The University of Sussex continues to invest in arms companies and work with third sector organisations despite several on-campus campaigns to end these ties. At the same time, the arms and natural resource conflicts instigated by “armies of business” and the escalating environmental degradation continue in the Democratic Republic of Congo, especially in the east of the country. The University’s continued investment in these agents assists in prolonging the arms trade all over the world, including in this war-torn region of Africa. The University ought to be contributing its resources towards human development and not human destruction. For such human development to occur in the DRC, it is necessary for the people to bring about this change themselves. Given that the educational establishments in the country are under-funded and under-resourced, this may take time the country cannot afford to wait. Meanwhile, gross abuses of human rights take place on a daily basis with armed guerrillas terrorising local communities, using rape, dismemberment, torture and the kidnapping of children who are then used as child soldiers. Up to 1.6 million people have been internally displaced and 45,000 have died each month as a direct result of the conflict since it began in 1996. If the University of Sussex were to twin with the University of Goma, in Eastern Congo, it would allow for the sharing of the elements that make our University one of the leading educational institutions in the UK with a university which severely lacks these. As well, it would act as a show of solidarity and moral support for the students at the University of Goma as well as for the people of the DRC in general.
Why should you vote NO?
Twinning with the University of Goma would be an empty symbolic gesture. While we fully appreciate the importance within student movements of recognising and fighting against global injustices (such as the recent Occupations), our twinning with Al Quads University has shown the ineffectiveness of these attempts to build successful links between the two institutions. Three years after the referendum to twin with Al Quads was passed, we have managed to make very little headway with the furthering of plans such as trust funds and/or the sharing of resources. Only this year, born out of the demands of the Occupation against Israeli actions in Gaza, has any concrete progression towards strong links with Al Quads been made. The Students’ Union is very committed to working towards maintaining and building these links with Al Quads, and we believe that the twinning with another university would dilute the efforts being made with the university we already have links with.
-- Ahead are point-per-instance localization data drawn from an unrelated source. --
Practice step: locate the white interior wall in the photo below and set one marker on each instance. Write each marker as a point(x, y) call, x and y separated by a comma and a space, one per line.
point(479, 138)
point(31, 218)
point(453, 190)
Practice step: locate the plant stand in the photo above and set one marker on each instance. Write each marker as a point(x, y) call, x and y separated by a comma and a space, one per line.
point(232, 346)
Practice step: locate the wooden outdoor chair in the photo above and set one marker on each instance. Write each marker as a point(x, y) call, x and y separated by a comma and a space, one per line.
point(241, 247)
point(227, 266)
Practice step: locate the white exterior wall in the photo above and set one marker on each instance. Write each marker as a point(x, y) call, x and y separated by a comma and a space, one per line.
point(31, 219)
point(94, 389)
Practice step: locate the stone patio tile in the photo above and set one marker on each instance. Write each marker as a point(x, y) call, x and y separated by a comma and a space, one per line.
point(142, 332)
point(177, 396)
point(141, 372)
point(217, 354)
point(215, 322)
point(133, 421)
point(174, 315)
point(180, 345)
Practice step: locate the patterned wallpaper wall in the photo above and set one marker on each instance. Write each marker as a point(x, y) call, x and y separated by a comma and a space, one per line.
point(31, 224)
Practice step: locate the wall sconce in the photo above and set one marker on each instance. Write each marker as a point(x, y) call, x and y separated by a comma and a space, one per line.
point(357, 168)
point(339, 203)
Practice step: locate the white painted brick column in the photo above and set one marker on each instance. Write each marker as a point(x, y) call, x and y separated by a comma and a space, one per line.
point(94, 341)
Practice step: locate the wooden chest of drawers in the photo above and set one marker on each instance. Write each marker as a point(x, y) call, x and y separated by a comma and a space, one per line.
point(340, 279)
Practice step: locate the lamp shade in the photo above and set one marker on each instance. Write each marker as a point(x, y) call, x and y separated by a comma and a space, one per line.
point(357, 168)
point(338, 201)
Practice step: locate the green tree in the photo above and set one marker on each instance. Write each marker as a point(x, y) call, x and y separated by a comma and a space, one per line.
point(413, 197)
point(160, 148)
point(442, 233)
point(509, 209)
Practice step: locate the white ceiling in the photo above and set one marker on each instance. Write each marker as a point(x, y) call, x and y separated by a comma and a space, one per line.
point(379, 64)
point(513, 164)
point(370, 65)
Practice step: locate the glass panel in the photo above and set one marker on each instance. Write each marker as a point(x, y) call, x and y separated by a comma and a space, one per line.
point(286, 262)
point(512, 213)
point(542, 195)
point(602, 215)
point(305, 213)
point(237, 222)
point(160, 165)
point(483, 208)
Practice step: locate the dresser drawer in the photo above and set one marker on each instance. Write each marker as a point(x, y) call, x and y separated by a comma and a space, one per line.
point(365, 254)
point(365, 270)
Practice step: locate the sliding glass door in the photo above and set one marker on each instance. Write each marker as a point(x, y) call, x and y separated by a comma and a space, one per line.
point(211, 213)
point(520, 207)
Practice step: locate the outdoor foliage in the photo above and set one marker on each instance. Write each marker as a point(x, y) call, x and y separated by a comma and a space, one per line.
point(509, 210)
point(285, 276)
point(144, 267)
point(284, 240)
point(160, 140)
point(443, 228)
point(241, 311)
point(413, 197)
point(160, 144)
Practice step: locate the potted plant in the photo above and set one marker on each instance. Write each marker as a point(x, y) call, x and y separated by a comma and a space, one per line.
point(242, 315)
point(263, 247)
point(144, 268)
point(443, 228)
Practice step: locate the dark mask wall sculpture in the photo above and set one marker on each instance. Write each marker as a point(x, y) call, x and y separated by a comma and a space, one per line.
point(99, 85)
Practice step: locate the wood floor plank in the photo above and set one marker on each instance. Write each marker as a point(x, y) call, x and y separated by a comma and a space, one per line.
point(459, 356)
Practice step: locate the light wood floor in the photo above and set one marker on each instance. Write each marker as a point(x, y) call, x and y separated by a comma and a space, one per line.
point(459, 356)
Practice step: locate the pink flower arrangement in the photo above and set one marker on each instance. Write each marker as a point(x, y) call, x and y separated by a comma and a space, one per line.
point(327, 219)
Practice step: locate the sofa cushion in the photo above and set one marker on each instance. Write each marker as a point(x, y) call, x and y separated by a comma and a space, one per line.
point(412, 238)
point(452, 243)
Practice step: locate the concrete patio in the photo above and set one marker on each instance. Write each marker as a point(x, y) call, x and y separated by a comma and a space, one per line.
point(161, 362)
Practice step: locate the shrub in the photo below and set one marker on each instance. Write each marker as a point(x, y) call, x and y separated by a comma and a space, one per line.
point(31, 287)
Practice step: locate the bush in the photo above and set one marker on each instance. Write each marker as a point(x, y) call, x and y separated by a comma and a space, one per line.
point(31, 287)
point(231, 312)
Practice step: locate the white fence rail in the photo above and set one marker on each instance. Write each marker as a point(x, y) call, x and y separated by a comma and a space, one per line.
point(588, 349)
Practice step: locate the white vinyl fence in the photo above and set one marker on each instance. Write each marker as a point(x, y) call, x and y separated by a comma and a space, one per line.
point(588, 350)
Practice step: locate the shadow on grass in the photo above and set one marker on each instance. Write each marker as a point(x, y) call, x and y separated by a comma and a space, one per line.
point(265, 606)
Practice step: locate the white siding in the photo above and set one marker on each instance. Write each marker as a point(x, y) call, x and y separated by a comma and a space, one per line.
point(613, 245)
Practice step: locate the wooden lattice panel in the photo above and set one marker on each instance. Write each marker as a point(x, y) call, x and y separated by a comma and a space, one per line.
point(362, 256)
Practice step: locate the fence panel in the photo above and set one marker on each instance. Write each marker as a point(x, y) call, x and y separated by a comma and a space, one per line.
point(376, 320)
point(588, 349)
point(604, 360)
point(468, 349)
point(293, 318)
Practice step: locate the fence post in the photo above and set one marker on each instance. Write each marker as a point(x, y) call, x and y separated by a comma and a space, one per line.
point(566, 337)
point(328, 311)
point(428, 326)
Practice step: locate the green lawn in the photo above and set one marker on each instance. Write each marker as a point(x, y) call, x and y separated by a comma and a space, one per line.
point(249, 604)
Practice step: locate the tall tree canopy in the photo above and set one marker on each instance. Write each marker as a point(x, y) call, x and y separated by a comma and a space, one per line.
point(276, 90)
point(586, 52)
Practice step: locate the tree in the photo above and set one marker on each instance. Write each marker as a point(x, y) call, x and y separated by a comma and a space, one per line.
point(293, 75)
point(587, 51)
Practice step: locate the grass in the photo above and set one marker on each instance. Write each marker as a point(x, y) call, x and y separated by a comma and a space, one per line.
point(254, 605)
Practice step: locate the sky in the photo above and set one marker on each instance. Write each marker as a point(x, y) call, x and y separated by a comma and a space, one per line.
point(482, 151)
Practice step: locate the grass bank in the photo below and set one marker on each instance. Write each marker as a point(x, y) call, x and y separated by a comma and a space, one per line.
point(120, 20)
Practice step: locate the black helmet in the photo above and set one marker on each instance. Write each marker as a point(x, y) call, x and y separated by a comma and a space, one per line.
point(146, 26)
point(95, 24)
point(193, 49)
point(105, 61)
We recognise the seriousness of Sussex University’s unethical investments, particularly in the case of arms companies, and there is a lot of work being done by the Union to both research these companies and then call for divestment.
Twinning with a university should be more than symbolic – it should directly contribute to an assisting of education and provision of resources. We have still not been able to fulfil our pledge to Al Quads University, and to commit ourselves to twinning with Goma would be pledging an empty promise.